Body Language in Job Interviews: What You Need to Know
Body language plays a crucial role in job interviews and can make all the difference in securing your dream job. It's not just what you say, but how you say it that can impact the outcome of an interview.
Interviewers pay close attention to both verbal and nonverbal cues, so it's essential to be mindful of your body language during the interview. In this article, we'll delve into the key aspects of body language that you need to pay attention to in order to make a great first impression.
The Perfect Handshake
Starting off on the right foot is essential, and a handshake can set the tone for the rest of the interview. A handshake is a symbol of introduction and a polite way to acknowledge the other person. Hiring managers have noted that while a limp or unenthusiastic handshake won't necessarily ruin an interview, it can start things off on a negative note. To avoid this, make sure to clasp the interviewer's hand firmly and confidently, but without overdoing it. If you're worried about sweaty palms, keep your hands open and carry a few tissues just in case.
Maintain Eye Contact
Eye contact is crucial in any interaction, but especially during a job interview. A lack of eye contact can lead the interviewer to believe that you're shy, disinterested, or even dishonest. Maintaining eye contact is essential, but it's important to avoid staring at the interviewer to the point of making them uncomfortable. Shift your gaze between interviewers if there are multiple, but make sure to look each one in the eye for a couple of seconds. When answering questions, it's crucial to direct your answers to everyone in the room.
The Power of a Smile
A smile is a great way to show that you're genuinely pleased to be at the interview, but it's important to smile only when you mean it. An oversized or artificial grin, especially when used too often, can lead to the opposite result. It may even lead the interviewer to believe you're forcing yourself to act in a certain way.

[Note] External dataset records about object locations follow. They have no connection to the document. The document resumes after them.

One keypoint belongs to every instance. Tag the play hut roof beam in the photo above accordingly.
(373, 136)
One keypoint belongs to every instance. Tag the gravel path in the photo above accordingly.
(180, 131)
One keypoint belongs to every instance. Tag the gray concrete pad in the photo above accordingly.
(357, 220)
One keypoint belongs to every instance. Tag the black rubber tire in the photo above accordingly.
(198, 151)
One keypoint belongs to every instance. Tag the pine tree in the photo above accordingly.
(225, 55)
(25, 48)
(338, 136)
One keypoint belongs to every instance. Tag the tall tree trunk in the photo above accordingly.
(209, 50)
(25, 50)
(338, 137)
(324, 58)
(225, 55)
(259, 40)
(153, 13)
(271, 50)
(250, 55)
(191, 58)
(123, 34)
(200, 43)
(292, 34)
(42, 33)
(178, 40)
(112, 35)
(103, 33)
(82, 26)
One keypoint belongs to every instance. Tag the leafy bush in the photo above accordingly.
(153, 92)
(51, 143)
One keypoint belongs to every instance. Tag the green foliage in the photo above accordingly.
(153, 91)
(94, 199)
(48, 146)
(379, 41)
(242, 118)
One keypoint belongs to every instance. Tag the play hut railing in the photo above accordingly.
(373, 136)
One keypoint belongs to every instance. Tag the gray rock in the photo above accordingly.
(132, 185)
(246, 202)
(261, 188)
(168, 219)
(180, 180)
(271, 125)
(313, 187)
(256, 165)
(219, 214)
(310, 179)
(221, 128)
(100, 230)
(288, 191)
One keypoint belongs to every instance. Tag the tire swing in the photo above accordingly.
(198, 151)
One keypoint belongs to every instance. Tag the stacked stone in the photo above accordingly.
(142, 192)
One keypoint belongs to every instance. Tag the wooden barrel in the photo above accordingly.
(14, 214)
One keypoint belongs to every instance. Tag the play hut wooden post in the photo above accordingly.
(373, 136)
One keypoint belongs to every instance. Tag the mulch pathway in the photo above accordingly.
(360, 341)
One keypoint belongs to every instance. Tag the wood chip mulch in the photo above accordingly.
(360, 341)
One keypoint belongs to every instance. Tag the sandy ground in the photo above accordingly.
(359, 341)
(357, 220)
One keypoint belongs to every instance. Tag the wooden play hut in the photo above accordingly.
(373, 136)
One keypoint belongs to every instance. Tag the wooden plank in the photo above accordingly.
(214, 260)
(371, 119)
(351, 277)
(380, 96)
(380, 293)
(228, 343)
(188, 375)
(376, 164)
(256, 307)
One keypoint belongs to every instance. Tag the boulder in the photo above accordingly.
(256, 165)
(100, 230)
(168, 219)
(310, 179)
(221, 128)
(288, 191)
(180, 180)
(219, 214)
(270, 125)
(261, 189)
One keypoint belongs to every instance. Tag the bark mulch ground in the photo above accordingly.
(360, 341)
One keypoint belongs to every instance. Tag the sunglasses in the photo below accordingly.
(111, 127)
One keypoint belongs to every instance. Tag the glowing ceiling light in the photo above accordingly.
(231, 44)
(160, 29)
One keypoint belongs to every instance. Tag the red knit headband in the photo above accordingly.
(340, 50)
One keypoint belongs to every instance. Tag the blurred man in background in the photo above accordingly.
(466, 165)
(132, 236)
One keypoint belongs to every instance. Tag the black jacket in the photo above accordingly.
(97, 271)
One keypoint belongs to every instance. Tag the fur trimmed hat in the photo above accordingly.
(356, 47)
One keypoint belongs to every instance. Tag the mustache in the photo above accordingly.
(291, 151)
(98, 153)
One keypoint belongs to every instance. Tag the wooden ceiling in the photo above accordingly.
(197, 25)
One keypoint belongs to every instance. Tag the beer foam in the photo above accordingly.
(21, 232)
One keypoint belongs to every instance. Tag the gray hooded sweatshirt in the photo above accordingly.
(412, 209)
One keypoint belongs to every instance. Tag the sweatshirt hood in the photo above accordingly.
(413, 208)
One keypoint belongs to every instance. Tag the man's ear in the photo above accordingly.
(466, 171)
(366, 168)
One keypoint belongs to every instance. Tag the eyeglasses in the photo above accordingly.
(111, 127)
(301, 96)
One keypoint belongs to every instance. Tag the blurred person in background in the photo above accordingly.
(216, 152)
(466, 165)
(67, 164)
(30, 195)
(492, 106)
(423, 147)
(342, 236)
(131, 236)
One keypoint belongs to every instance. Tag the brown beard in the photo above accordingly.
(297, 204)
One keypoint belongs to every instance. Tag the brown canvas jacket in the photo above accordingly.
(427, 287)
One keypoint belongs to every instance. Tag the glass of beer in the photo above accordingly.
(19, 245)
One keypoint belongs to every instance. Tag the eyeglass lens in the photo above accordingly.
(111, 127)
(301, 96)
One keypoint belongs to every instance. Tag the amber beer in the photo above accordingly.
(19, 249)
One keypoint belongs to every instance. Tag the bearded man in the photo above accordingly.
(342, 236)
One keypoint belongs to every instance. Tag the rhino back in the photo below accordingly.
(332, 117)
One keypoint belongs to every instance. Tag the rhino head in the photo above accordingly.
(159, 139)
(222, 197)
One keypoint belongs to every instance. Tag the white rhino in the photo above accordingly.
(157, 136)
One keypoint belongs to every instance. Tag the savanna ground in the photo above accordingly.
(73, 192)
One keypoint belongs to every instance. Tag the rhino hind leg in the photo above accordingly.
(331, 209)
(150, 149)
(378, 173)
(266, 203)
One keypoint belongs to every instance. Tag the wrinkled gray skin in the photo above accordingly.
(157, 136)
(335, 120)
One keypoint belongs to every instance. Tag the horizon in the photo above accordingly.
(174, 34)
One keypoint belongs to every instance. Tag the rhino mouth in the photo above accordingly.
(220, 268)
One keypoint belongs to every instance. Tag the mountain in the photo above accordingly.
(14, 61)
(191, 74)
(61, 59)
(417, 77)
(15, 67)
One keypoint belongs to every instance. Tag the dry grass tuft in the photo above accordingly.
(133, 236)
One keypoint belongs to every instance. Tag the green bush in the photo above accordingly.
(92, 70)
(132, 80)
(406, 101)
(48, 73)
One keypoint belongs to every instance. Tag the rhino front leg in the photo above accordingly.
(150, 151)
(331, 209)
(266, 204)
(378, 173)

Research from Discover Magazine has shown that when a person is genuinely happy, a part of the brain called the basal ganglia is activated, leading to the unconscious contracting of certain facial muscles. A forced smile, however, uses a different group of muscles, which is why it's easy to tell the difference between a real and fake smile.
Personal Space Matters
Personal space is another important aspect of body language to pay attention to during a job interview. Individual cultures and people have different interpretations of what constitutes an appropriate amount of personal space. One person might feel at ease speaking inches from someone's face while another person might feel uncomfortable with that level of closeness. It's important to be aware of the interviewer's body language and adjust your distance accordingly. A good way to gauge personal space is to pay attention to the interviewer's body language and mirror it to a certain extent.
Control Your Gestures
Gestures can be distracting, especially if they're constant or bold. It's important to keep your movements natural and under control. Additionally, avoid gestures that can be misinterpreted, such as crossing and uncrossing your legs or arms repeatedly, fidgeting with your hair, touching your face too much, scratching your head, playing with a button or pen, etc. These mannerisms can make you look anxious, bored, unclean, or even deceitful. It's important to be mindful of your body language, especially your gestures, as they can convey your thoughts and emotions without you even realizing it.
Be Mindful of Personal Space
Personal space is a subjective concept that can vary between individuals and cultures. Be aware of the interviewer's body language and adjust your distance accordingly. A person who is comfortable speaking inches from someone's face might feel uncomfortable with the same level of closeness, so be mindful of the interviewer's comfort level.
The Bottom Line
Body language is a vital aspect of job interviews and can make the difference between landing your dream job or filling out more job applications. By shaking hands properly, maintaining eye contact, smiling genuinely, being mindful of personal space, and keeping your gestures natural and under control, you'll send the right message and put your best foot forward in the interview.
Remember, the interviewer will pay just as much attention to your nonverbal cues as to your verbal answers, so be mindful of your body language and make it work for you.